On yak shaving

It is hard to do quantitative social science without picking up some of the habits of computer science. Most of these are technical, but sometimes you imbibe a bit of the culture as well. One cultural artifact that I picked up while a graduate student at MIT was the concept of “yak shaving.” I’ll quote a definition:

You have probably noticed how the tiniest Java programming project, or home improvement project often grows seemingly without bound. You start to do something very simple. You need a tool to do that. You notice the tool needs to be tuned a bit to do the job properly. So you set out to sharpen the tool. To do that, you need to read some documentation. In the process, you notice the documentation is obsolete. So you set out to update the documentation… This chain goes on and on. Eventually you can unwind your to-do stack.

Ultimately, there’s a Ren and Stimpy episode whence the term comes. But this, reader, is yak shaving: doing the thing you need to do to do thing you need to do to do the thing.

If a project needs any new software, then it will involve yak shaving. The sign of an experienced social scientist is not that they do less yak shaving. It is that they learn to budget time for yak shaving. You cannot know the length of all yaks’ hair in advance, but you know there lurks a shaggy bastard among them.

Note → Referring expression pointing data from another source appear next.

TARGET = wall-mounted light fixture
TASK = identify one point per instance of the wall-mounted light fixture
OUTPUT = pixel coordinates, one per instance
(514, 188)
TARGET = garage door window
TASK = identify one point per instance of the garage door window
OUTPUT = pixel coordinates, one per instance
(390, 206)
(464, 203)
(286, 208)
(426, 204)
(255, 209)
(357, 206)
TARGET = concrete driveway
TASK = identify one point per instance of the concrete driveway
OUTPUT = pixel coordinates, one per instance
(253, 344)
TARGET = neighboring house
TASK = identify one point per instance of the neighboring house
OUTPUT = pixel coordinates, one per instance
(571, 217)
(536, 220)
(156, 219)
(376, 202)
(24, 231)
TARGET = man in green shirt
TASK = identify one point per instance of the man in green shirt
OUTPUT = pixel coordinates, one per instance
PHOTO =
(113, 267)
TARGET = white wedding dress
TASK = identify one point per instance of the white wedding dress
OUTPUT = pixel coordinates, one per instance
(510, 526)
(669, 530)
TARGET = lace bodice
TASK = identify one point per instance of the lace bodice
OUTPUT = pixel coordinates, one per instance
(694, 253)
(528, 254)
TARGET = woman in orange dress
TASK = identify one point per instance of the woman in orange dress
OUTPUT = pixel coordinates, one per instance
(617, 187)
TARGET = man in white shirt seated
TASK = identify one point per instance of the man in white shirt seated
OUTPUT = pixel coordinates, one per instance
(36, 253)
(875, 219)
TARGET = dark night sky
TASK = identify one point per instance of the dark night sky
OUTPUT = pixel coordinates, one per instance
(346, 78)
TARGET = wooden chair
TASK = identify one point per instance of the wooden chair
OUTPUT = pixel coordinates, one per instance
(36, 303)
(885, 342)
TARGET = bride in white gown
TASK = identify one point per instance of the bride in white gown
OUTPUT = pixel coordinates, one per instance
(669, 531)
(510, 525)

I have decided to analyze my Unfair Labor Practice data (see the previous post) using R, because R is what The Kids Today use. I’ve used some version of Stata since 2000, and I’m both good and fast in it. Yet I can feel the gap opening up between Stata’s metaphor of doing quantitative social science and the rest of the world. Every time I have to work with many small (or large!) data files, I feel the constraints of Stata’s “one data set in memory” architecture binding me. I also like to work with graduate students and younger faculty, and these days, no one learns Stata in their methods classes. I’ve always rolled my eyes at the senior faculty who force their students to learn SAS or (shudder) SPSS because they can’t be bothered to adapt, and I don’t want to join their ranks. So, R.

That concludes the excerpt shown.